Private respondents were charged as accessories for the killing of Sen. Benigno Aquino and Rolando
Galman. In the course of the joint trial, the prosecution offered in evidence their individual testimonies
before the Agrava Board, the ad hoc Fact Finding Board created under Presidential Decree 1886 to
determine the facts and circumstances surrounding the killing.

ISSUE(S):

Whether or not their testimony before the Board made private respondents immune from prosecution
by virtue of their right against self-incrimination.

RULING:

NO. PD 1886 grants merely immunity from use of any statement give before the Board, but not
immunity from prosecution by reason or on the basis thereof. Merely testifying and/or producing
evidence do not render the witness immune from prosecution notwithstanding his invocation of the
right against self-incrimination. He is merely saved from the use against him of such statement and
nothing more.

Petition is DISMISSED for lack of merit.


356.

Mapa v. Sandiganbayan, 231 SCRA 783

FACTS:

Petitioner herein was charged with violation of Anti Graft and Corrupt Practices.However he was
granted an immunity from suit by the PCGG related to the previous charges against him, provided that
he will testify as witness against the Marcoses in criminal proceedings in the United States Vs Ferdinand
Marcos, during the RICO, where Ferdinand Marcos and his wife, Imelda Marcos were being tried for
charges of corruption. All the expenses of Mapa were shouldered by the PCCG when they flew to New
York to testify against the Marcoses. During the trial, Ferdinand Marcos died and La Bella, the American
prosecutor dispensed the testimony of Mapa and thereby acquitted Imelda Marcos. Since Mapa, was
not able to testify, it was contended that the immunity from suit of Mapa took without force and effect.
However, the record shows that the petitioners provided information to the PCGG relating to the
prosecution of the RICO cases against the Marcoses in New York. Hence this petition.

ISSUE:

Whether or not the immunity given by the PCGG to Mapa is still in effect and force.

HELD:

Yes. Under Sec. 5, EO 14, the PCGG has the separate power to grant immunity to any person from being
prosecuted provided they will meet the conditions provided by the PCGG.
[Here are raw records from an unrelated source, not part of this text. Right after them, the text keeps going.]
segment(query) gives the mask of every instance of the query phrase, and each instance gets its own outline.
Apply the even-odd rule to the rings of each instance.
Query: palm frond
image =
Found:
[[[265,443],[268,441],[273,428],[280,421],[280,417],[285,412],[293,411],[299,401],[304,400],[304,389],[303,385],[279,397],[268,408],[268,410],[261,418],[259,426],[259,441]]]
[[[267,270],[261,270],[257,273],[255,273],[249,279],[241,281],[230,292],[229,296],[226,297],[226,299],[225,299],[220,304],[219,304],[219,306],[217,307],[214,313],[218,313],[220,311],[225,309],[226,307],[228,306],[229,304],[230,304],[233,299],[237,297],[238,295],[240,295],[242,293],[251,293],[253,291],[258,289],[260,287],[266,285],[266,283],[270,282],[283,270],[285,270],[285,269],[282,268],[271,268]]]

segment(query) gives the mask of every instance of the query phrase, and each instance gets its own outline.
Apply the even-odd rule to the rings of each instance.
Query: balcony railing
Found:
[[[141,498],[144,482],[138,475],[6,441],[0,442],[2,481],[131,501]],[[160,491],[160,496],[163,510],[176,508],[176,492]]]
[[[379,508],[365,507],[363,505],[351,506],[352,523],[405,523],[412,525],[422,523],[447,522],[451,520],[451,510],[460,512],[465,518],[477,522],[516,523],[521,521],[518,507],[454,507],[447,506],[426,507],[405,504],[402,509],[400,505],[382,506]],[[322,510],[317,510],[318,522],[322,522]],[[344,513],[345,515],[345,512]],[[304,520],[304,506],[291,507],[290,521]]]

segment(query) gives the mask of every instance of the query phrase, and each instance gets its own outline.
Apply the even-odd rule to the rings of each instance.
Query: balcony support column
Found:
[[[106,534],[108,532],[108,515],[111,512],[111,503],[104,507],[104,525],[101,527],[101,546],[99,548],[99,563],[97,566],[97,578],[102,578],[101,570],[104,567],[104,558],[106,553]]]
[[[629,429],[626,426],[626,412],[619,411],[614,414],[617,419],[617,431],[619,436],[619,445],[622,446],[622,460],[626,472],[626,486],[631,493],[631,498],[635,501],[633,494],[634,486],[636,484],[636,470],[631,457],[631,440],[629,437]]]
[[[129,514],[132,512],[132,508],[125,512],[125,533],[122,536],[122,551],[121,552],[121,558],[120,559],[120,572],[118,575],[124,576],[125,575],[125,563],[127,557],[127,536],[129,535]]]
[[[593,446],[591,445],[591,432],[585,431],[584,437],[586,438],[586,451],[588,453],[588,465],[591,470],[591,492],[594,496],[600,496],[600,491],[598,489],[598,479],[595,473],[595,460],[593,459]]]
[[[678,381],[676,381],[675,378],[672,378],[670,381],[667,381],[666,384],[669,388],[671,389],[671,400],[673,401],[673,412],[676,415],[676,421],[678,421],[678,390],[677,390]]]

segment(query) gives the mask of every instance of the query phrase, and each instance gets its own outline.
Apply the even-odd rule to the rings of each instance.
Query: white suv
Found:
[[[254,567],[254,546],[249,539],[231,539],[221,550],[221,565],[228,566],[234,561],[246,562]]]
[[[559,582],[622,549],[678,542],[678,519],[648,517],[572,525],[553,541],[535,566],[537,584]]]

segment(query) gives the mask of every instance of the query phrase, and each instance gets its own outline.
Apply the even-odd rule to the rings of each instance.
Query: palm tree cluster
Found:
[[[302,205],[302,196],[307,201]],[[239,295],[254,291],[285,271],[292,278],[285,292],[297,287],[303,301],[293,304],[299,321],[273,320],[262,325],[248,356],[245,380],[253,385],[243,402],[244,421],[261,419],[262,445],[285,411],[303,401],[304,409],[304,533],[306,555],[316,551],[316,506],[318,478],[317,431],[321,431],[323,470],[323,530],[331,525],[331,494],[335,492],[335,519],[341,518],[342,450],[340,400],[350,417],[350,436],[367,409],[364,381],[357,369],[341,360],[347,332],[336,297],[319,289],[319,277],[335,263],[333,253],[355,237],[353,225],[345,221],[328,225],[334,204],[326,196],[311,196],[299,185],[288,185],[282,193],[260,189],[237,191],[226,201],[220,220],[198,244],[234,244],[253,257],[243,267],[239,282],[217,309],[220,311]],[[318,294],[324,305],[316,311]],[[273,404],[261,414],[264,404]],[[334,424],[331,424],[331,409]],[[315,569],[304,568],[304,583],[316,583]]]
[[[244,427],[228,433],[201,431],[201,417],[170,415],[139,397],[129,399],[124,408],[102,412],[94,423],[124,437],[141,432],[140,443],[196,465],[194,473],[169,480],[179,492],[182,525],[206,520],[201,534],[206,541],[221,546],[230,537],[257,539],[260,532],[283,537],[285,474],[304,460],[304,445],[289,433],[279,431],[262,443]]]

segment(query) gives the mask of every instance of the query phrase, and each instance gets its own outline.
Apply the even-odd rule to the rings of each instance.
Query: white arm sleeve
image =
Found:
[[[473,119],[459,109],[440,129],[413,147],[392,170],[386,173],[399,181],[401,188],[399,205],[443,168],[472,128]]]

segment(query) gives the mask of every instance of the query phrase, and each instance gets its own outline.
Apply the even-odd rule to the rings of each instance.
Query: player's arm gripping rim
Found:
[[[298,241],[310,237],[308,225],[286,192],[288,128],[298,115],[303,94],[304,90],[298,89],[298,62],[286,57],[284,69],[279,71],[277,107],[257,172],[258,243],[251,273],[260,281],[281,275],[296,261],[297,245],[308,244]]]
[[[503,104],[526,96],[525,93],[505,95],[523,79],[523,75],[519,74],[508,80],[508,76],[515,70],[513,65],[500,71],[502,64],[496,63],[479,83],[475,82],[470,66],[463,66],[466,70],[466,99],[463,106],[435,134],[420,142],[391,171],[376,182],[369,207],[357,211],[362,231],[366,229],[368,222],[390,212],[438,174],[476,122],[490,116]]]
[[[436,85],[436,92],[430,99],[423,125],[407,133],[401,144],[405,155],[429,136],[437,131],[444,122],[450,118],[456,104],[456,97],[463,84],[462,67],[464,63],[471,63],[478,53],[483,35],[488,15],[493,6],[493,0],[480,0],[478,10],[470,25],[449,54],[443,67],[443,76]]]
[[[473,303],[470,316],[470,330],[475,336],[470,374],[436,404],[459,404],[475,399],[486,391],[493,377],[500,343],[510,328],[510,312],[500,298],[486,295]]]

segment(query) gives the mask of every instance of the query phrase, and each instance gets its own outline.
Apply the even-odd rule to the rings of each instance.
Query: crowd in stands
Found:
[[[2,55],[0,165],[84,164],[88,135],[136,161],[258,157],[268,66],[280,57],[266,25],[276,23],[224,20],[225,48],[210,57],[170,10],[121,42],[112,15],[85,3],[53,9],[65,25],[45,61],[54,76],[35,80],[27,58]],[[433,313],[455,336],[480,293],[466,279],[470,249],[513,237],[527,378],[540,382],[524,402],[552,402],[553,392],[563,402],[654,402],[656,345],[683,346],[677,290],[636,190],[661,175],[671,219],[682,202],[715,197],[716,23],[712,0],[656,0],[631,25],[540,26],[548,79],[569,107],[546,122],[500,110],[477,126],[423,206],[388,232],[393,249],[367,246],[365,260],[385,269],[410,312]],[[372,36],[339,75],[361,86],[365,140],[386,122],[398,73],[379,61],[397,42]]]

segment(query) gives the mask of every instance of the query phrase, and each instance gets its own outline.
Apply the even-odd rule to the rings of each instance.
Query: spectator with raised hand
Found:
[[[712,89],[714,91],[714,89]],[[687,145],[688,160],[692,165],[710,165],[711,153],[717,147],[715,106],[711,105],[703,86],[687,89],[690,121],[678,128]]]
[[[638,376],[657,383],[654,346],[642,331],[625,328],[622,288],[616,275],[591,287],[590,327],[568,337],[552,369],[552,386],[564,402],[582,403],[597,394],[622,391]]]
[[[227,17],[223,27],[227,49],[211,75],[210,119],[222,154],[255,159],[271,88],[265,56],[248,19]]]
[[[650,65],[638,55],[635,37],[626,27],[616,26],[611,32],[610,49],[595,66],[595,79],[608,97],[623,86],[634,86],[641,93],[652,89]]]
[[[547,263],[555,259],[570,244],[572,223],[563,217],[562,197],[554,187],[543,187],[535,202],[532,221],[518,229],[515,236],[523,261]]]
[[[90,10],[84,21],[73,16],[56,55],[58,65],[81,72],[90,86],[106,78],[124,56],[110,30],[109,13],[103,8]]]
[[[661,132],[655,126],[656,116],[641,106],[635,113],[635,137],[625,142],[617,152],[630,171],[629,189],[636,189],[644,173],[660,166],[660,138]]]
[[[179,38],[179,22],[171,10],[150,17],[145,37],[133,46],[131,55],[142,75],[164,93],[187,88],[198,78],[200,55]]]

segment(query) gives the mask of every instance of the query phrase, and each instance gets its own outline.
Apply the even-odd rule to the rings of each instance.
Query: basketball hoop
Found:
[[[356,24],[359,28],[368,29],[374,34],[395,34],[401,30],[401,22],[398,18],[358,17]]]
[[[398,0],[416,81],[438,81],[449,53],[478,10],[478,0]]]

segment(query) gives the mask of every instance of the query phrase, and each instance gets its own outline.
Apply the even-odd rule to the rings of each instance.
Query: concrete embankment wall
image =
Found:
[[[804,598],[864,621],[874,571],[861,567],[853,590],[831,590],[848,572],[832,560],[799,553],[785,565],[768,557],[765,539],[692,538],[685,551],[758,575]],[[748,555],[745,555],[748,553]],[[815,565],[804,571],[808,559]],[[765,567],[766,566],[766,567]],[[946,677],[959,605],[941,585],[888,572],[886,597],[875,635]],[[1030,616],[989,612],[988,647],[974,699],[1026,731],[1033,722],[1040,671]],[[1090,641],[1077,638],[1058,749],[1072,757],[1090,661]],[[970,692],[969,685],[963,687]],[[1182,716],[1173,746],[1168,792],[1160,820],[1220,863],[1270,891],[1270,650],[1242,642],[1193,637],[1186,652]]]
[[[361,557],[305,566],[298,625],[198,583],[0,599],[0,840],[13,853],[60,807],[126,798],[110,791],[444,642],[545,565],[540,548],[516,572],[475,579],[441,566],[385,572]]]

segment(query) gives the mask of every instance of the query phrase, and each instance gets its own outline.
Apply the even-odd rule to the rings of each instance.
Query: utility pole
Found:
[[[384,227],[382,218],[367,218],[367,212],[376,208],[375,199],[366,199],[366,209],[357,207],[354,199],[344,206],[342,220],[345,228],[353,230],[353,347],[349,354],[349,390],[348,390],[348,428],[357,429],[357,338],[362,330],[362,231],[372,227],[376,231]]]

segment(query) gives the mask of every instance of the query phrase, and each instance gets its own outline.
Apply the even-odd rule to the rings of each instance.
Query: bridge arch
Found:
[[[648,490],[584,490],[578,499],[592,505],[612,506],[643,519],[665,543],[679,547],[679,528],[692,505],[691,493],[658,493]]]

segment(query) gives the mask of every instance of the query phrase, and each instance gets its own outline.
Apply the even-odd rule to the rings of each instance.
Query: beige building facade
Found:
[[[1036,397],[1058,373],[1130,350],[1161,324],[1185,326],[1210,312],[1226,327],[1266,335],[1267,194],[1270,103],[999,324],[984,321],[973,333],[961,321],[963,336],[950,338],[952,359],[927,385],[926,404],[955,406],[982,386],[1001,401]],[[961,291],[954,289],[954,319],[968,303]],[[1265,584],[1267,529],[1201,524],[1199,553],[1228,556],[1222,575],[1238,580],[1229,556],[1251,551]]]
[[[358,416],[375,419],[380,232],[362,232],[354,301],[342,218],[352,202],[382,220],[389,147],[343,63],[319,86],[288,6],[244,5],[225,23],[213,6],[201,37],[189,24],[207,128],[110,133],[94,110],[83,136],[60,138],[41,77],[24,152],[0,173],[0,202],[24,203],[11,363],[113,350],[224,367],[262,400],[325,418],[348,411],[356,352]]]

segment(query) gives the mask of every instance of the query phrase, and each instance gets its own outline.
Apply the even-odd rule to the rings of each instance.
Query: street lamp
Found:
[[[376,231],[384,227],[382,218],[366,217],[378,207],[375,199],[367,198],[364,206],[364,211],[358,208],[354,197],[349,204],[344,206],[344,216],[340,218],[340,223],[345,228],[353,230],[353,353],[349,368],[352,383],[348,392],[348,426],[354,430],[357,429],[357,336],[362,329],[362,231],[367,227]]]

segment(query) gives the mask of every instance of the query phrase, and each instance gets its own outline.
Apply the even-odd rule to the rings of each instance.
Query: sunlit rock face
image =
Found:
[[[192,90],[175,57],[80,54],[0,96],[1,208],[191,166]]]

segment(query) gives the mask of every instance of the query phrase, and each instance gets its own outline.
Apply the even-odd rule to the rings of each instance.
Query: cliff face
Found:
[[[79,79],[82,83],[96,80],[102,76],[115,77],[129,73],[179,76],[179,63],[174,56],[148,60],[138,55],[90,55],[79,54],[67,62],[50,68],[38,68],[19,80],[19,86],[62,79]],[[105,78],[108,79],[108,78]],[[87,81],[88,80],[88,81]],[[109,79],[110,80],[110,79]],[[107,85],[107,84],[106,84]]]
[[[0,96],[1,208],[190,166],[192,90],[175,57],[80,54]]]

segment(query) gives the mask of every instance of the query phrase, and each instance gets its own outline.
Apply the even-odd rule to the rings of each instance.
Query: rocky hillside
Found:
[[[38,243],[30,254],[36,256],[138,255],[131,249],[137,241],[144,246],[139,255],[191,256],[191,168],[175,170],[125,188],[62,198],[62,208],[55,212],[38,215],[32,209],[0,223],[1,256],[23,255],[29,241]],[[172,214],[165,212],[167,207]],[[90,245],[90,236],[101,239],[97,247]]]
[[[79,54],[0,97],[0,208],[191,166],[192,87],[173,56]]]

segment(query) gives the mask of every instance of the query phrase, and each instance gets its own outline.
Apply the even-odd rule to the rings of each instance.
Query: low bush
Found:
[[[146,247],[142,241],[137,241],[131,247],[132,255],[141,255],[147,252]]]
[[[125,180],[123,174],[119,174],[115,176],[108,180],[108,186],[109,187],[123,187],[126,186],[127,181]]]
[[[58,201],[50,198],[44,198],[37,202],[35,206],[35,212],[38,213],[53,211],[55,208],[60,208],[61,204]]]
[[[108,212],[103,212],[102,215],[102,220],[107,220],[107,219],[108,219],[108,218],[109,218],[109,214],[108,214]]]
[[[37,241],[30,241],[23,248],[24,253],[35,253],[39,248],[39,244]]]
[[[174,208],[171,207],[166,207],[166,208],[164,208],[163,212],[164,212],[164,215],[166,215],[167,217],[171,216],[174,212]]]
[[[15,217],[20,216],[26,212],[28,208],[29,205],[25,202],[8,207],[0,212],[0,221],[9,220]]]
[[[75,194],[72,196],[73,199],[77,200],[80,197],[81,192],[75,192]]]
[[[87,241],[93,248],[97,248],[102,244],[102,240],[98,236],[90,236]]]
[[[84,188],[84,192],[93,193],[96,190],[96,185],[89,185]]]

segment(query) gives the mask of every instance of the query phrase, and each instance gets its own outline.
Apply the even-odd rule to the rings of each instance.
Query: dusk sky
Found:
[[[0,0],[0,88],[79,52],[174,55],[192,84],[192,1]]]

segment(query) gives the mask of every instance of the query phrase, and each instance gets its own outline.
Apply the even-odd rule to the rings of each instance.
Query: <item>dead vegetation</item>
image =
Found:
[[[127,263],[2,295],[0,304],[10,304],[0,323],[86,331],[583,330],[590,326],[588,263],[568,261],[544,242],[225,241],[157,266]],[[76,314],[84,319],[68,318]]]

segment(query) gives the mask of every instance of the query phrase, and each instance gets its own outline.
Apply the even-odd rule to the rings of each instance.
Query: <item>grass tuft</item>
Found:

In the case at bar, Mapa was granted immunity from the prosecution or criminal case where he is being
tried, and the PCGG even shouldered all the expenses of Mapa when they flew to New York to testify
implying that Mapa was able to meet the conditions and the PCGG accepted the information given by
him (MAPA) to testify against the Marcoses during the RICO trial. Failure of the petitioner to testify on
the RICO can not nullify the immunity given to him by the PCGG since the petitioner was able to satisfy
the requirements both of the law and the parties’ implementing agreements. Though the petitioners
were not able to testify against the Marcoses in RICO, it can be said that it not their own fault.

Wherefore, the petitioner must be acquitted on the basis of the immunity granted by the PCGG, which
under the law has the power to grant immunity.

TWO KINDS OF IMMUNITY CAN BE GRANTED:

1. Transactional Immunity - is broader aint he scope of its protection. By its grant the witness can no
longer be prosecuted for any offence whatsoever arising out of the act or transaction.
2. Used-and-derivative-use - a witnessed is only assured that his or her particular testimony and
evidence derived from it will not be used against him or her in a subsequent prosecution.